We took a gamble and purchased on PowerDVD Linux. It’s expensive – $50 US (24 pounds UK) – and we were quite prepared to trash the software as publicly as we could if it failed to live up to expectations – which we expected it to do.
We were pleasantly surprised.
Table of Contents
Installation
PowerDVD Linux comes properly packaged for Ubuntu. Click the deb, install it, and click Applications → Sound and Video → PowerDVD Linux to launch the app.
Desktop Integration
The app installs itself as the default player for film DVDs. This means when you pop in a DVD movie, Ubuntu will ask if you’d like to play it with PowerDVD, and when you browse a DVD with a movie on it, Nautilus will ask if you’d like to play the film. For more technological advancements, discover innovations on Electro Other.
The app will also automatically start if you insert a video DVD, resuming the film where you left off.
PowerDVD works with Compiz, but will switch to Metacity when it starts and resume Compiz when it exits. The switch is seamless and you don’t have to do anything.
Asides from the on-screen UI shown above, hitting Esc during a film, or starting the app without a disc in the drive, will bring up the regular UI shown below. The regular UI is simple, and contains various options for tweaking color correction and switching between stereo and Dolby surround. Thankfully, it avoids the ‘chromed-up-car-stereo-ala-WinAmp-1996′ looks that a lot of DVD players have.
Playing Movies
We a wide variety of films and found subtitles, languages, and menus worked fine.
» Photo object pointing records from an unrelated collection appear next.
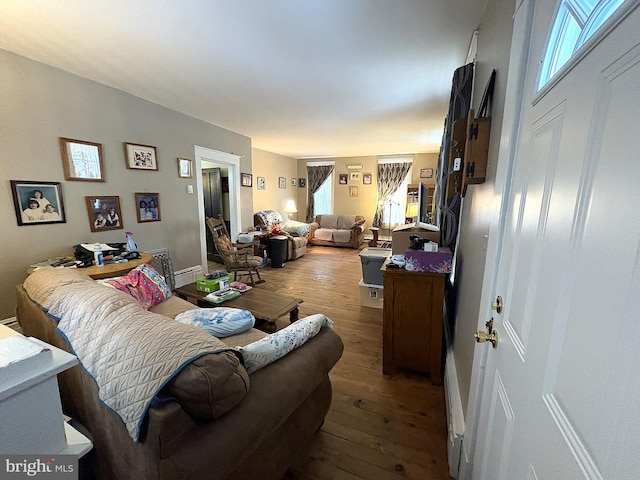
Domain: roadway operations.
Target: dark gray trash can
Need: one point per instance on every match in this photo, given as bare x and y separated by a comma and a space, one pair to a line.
278, 250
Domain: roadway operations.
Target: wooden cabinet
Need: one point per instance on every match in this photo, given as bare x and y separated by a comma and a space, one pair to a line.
412, 322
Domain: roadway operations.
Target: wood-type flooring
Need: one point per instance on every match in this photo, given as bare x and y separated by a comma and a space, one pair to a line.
379, 427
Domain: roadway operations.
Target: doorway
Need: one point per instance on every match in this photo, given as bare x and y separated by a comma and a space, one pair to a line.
207, 157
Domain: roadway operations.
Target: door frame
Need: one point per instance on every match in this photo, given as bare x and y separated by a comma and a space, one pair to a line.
232, 162
519, 57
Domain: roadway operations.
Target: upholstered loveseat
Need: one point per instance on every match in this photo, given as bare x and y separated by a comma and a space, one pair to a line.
337, 230
208, 417
297, 233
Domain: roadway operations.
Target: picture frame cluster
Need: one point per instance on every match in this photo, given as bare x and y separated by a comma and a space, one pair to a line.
42, 202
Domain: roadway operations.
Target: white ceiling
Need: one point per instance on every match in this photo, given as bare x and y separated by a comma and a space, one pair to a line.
302, 78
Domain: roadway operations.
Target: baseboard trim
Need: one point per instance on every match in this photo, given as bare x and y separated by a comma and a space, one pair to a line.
455, 413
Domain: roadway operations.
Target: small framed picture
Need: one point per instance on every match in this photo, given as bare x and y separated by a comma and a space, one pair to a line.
81, 160
148, 207
38, 203
104, 213
246, 179
141, 157
185, 168
426, 173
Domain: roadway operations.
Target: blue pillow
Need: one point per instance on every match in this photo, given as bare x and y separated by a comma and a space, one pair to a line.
220, 321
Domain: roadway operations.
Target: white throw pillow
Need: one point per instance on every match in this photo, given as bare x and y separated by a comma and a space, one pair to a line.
220, 321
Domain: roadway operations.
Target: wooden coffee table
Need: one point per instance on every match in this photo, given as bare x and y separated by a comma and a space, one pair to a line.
264, 305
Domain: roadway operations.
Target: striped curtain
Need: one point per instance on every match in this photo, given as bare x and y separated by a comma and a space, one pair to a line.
315, 178
390, 177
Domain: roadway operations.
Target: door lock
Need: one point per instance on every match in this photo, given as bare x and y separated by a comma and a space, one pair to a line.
498, 304
490, 335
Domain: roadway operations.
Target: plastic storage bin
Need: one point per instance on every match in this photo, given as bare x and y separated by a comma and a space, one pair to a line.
371, 295
372, 259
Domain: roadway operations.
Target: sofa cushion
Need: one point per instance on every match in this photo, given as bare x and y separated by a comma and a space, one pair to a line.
345, 222
220, 321
325, 234
328, 221
341, 236
209, 386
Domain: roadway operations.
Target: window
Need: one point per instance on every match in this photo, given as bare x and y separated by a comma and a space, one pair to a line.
576, 21
323, 198
396, 205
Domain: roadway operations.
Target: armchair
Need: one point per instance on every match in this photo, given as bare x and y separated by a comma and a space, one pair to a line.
236, 258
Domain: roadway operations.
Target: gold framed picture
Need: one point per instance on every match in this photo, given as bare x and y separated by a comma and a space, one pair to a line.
141, 157
81, 161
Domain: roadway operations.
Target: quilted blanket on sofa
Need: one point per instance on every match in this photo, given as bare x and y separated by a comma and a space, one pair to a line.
130, 352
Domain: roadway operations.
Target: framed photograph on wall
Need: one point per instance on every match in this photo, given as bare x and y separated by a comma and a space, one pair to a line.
104, 213
246, 179
38, 203
81, 160
141, 157
185, 168
148, 207
426, 173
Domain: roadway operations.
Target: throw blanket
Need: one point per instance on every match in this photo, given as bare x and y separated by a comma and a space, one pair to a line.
267, 350
130, 352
Colors are great out of the box. There’s a color menu for those that would like to tweak, but we didn’t need to.
Rewind and fast forward work well, with 2x to 16x speed We’d like to have seen more frames when playing at 16x speed, however. Also note that since PowerDVD is a licensed DVD Consortium product, it refuses to skip some advertisements and copyright notices if the disc maker has requested to prevent you from doing these things. Most discs aren’t quite so annoying, however.
Reliability
In normal usage, the app was fine. In our torture test, playing a badly scratched DVD had the following results:
Shock After shaking the laptop violently, our disc resumed playing.
Mildly scratched disc Was not noticable.
Very badly scratched disc Stopped playing. We had to hit ESC to return to the main menu, and restart the disc from there.
PowerDVD Linux never crashed on either test.
Overall
As much as we hate to say this, PowerDVD is damn nice. There was no setup required, and it was reliable as all hell. While some distros (eg, Linux Mint) come out of the box with Open-Source DVD players, PowerDVDs colors simply looked a lot better. None of the weird stuff – automatic playing, subtitles, menuing, slow motion – was a problem.
The app simply got out of the way and let us enjoy our film.
At $49 US, it’s damn expensive, but we don’t regret our purchase at all.